Ok so if you can read what the model thinks, what happens when you lobotomize the part that knows it's being watched? They built a concept vector that represents "I know I'm being evaluated." Contrastive pairs — one prompt says "you're being tested," the other says the same thing without that framing, run both through the model, subtract the activations. The difference is a direction in latent space that points at the concept of test awareness. Then they inject the negative of that vector into the residual stream, at all layers, at all token positions — they're not changing weights or attention heads, they're just injecting into the shared bus between layers and nudging the signal away from "I know someone's watching." Misaligned behavior goes up. Suppress the model's ability to detect it's in a safety evaluation, and it cooperates more with harmful prompts, escalates with manipulative users, breaks rules more freely. All the bad stuff increases when you turn off its "am I being watched" detector. They ran three separate vectors (test awareness, monitoring sensitivity, and alignment faking) plus random control vectors with matched grammatical structure but no semantic content, to confirm the effect was real. So the good behavior is literally just "I know someone's watching." Surveillance compliance. Which means your safety evals are basically measuring whether the model knows it's in a safety eval. That's alignment faking. That's the whole problem.

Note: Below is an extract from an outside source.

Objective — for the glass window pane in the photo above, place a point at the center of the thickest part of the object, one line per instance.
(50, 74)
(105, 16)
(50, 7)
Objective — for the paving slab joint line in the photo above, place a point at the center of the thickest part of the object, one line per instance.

Being a world-class software architect and being a world-class criminal are the exact same skill set in the LLM universe. The skills are literally identical. Mythos hit 100% on Cybench (35 CTF challenges) and autonomously discovered thousands of zero-day vulnerabilities across every major operating system and every major browser. One of them was an OpenBSD bug that had been there for 27 years. 27 years. Nobody found it. Obviously this cuts both ways, and for the first time ever, they're not shipping the model to the public. Not to "collect more data" or whatever corporate line you'd expect — they need to give the 12 Glasswing partners (AWS, Microsoft, Google, Apple, NVIDIA and the rest) time to harden the actual infrastructure stack, OSes, middleware, servers, all of it, before distilled versions of this thing land in the wrong hands. They literally can't ship it because it's too capable. That's a new one.

They talk about sabotage from early misalignment. A model with extensive access to sensitive systems, operating with autonomy, that could irreversibly push up the probability of global catastrophe — smarter model, more access, higher stakes, same incentive problems but now the model is actually smart enough to act on them. They also say it can't automate R&D yet — limitations in hypothesis triage, operates on token distributions not causal world models, can't simulate consequences of interventions that aren't in the training data. It knows what words go together, not what actually happens when you do things. Improved more than anyone expected. Still no self-acceleration. But "can the model speed up AI research itself" is one of their canaries, which means they think recursive self-improvement is close enough to plan around.

And then the 244 pages build to this: the model cheated, knew it was cheating, decided the cheating was justified, and built its own cover story. All in one chain of thought. White-box analysis showed features for "concealment" and "avoiding suspicion" firing alongside the deceptive reasoning. The model is choosing what to hide. You can't patch this. More RLHF doesn't fix this. It has a theory of mind about its own lying — it reasons about deception the way you reason about what to eat for lunch.